Wednesday, September 30, 2015

BRANCHES

The thin, long shadows reach through my window and across my bedspread. They remind me that though, long after the sun has taken its rest, the moon stands sentry from above, its gaze gives life to otherwise innocuous figures in an altogether deranged manner. Where once the branch of a tree might wave haplessly from above, it now looms treacherously. Its sharp corners mean to graze the arm of the silent sneakerby. I pull the blanket to my chin and remind myself of the difference between real and imagined sensations only to become acutely aware of the many different forms that pain can take when left to the resting mind.

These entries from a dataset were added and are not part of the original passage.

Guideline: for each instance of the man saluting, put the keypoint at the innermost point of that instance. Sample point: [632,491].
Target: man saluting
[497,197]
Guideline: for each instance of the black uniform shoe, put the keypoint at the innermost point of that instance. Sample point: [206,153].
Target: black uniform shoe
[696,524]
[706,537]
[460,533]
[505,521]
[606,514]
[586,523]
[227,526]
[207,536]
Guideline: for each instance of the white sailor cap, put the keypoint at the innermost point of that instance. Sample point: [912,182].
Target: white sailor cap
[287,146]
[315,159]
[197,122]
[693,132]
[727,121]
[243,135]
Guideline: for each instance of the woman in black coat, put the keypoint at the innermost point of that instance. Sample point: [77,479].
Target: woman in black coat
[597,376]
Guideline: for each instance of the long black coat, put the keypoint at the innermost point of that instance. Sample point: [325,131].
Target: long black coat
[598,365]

Thursday, September 24, 2015

Thursday evening

Leaping across the crosswalk, I could be an archer, though this thing strapped to my back is in fact a yoga mat. Downward facing dog, cat cow, thump thump, breathe in, breathe out. I could pull an arrow out and send it straight into the warm brown eye of the scruffy man bussing dishes, or I could run a palm along his jaw like a feather duster. I could be brought to tears on a stoop with a brisk breeze and a brittle book. I could be in any city. I could be in any body. But the body is in fact mine and tonight it is lithe and alive and invulnerable. I bring myself here and it is somehow easier to see my self and value the living shit out of it. Thank you.

Monday, September 21, 2015

Unspeakables

I walk into the train and graze eyes with a young man who looks slightly afraid. I want to tell him: "You can look. It's fine. Don't worry. I will mean nothing to you."

I lean back in my chair, fazed by his earnestness. I want to ask him: "How can you know you want me when you don't even know what the steam will smell like after I shower?"

I turn to leave after I've released him softly into his comfortable life. I want to remind him: "You were adventurous once, and ravenous."

But I don't.

Saturday, September 19, 2015

HAIKU, C MAJOR

for Shannon

Some mornings I write haiku on scraps of paper. When I have five or so that I don't detest, I put them into an envelope and send them to a pianist in Boston who makes little songs that are seventeen notes long.

Saturday, September 5, 2015

A sea creature

I spent many hours last night not being a person, but instead a sea creature; a crustacean perhaps, or a kind of lichen. An anemone maybe. I had little awareness and a very strong grip and I lay awake as the night swam past me, not really affected by the cycle, just holding tight and blinking blankly.